R
RiSiA
Gość
Dobrze, ale czym innym jest członkostwo w spółdzielni a czym innym wymeldowanie lokatora przez właściciela. To już jest inne prawo i czym innym się rządzi, to o czym piszesz nie ma z sytuacją Moniki nic wspólnego- takie jest moje zdanie.
Zapewne swoją drogą to było na tej zasadzie, że nastapiła zmiana właściciela i to była jak gdyby zapłata za wszelkie formalności z tym związane i dalsze użytkowanie.
nie rozumiesz mnie. To nie chodzi o samo członkowstwo, ale administracja miała prawo nas wymeldować o to chodzi.

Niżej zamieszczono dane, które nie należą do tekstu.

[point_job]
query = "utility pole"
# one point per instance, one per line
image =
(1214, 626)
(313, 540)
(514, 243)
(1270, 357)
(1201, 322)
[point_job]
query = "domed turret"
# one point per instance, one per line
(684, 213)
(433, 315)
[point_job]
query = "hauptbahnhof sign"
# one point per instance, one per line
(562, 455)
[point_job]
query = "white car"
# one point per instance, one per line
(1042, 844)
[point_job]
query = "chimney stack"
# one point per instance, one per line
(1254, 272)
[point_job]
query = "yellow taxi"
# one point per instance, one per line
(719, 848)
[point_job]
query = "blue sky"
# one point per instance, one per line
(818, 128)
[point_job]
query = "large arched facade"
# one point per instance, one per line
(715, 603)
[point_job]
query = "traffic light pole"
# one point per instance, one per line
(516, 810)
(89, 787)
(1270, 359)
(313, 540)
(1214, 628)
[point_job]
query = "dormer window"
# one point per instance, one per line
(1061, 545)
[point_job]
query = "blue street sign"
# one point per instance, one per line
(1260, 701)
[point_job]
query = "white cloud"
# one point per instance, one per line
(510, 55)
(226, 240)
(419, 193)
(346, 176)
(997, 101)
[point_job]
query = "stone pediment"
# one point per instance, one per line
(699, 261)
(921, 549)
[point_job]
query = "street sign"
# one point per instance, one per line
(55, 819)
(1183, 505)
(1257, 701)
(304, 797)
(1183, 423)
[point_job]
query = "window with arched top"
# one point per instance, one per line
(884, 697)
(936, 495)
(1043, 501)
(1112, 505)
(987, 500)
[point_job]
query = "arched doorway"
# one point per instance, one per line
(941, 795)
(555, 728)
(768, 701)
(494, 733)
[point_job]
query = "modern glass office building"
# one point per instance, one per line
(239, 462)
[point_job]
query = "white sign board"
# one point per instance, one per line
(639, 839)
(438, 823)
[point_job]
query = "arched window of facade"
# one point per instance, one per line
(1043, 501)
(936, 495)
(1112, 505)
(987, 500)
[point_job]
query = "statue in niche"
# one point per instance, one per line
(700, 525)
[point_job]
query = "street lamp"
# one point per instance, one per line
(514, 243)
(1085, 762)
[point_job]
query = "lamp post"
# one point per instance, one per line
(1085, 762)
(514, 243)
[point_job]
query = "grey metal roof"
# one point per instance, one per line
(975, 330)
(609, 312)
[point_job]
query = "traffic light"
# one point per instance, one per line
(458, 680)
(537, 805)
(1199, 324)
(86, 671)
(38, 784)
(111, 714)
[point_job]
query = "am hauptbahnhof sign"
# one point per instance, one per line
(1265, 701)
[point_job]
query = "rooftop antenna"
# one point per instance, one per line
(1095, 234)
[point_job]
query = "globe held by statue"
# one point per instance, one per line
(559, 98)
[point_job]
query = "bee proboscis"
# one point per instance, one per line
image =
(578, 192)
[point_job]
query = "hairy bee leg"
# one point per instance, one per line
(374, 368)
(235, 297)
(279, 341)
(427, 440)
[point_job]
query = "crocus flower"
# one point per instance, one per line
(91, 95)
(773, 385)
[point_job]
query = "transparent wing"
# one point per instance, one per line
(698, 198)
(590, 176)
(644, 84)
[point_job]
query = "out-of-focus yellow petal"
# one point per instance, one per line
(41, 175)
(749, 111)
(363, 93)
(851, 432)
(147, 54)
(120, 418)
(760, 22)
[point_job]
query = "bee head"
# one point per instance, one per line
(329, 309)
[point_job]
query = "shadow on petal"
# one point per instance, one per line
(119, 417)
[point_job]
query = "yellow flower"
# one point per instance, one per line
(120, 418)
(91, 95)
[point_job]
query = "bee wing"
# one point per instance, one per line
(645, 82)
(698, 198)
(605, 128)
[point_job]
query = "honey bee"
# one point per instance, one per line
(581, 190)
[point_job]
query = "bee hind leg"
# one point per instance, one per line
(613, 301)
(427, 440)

Dlatego ona musialaby sie dowiedzieć w administracji czy jej matka jako jedyny wlaściciel ma prawo sprzedać to mieszkanie bez jej zgody a tym samym doprowadzić do jej automatycznego wymeldowania.
O tej sytuacji o której Ty pisałaś, ze ktoś musi zapewnic lokum owszem jest tak, jeżeli masz jakieś prawa do własności tak jak np ja moj maż chcąc sprzedac mieszkanie musi mi zapewnic lokum bo łączy nas wspólnota majątkowa.
moze jej nie wymeldować bedzie z nią mieszkała a ona jej tak życie uprzykszy, ze szok jeżeli to jest tego typu człowiek.